Beethoven nos deixa diante de suas contradições. Cada um de nós deve se revoltar contra o destino e aceitá-lo ao mesmo tempo.
Neste século, nos deparamos com duas concepções filosóficas distintas, a de Jean Paul Sartre e a de Albert Camus. A qual pensamento o senhor se filiaria, na visão que Camus tinha da vida em especial, ou em Sartre, com sua visão existencial e política? É evidente que sob o plano político e moral, filio-me a Albert Camus, porque Sartre mistificou os falsos julgamentos políticos, notadamente sobre a União Soviética, o comunismo etc. Albert Camus, desde o lançamento da bomba atômica sobre Hiroshima, viu que esse fato representava uma tragédia para a humanidade. Sartre não percebeu isso. Camus permaneceu um personagem ético e político muito importante. Existem aspectos na filosofia de Sartre que são muito interessantes, mas eu creio que Camus se mostrou à altura dos desafios do século e Sartre respondeu muito mal aos mesmos desafios.

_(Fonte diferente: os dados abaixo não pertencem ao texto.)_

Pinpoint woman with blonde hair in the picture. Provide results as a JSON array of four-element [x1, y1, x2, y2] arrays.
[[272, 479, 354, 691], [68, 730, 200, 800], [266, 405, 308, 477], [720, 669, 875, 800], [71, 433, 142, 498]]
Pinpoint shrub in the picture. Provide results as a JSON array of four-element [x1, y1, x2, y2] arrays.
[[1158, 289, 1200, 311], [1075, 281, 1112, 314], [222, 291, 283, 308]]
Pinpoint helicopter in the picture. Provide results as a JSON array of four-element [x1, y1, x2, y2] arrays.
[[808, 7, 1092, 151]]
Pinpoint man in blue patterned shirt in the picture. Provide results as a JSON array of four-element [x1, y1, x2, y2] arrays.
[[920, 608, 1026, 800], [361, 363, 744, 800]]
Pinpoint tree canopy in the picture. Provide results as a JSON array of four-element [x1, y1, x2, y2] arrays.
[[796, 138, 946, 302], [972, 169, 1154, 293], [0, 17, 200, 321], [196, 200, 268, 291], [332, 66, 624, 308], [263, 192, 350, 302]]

Sobre a questão do feminismo neste século: a mulher desempenhando um papel igual ao do homem, e o homem ocupando um lugar às vezes igual ao da mulher. Do ponto de vista do equilíbrio social, o senhor acredita que os espaços avançaram? O equilíbrio pode se realizar quando a mulher, por meio da emancipação, passar a realizar atividades que, antigamente, eram reservadas aos homens. O homem também exerce atividades reservadas às mulheres, como lavar a louça, cuidar das crianças, etc.
O equilíbrio ocorre quando há uma relativa feminilização do homem e uma relativa masculinização da mulher.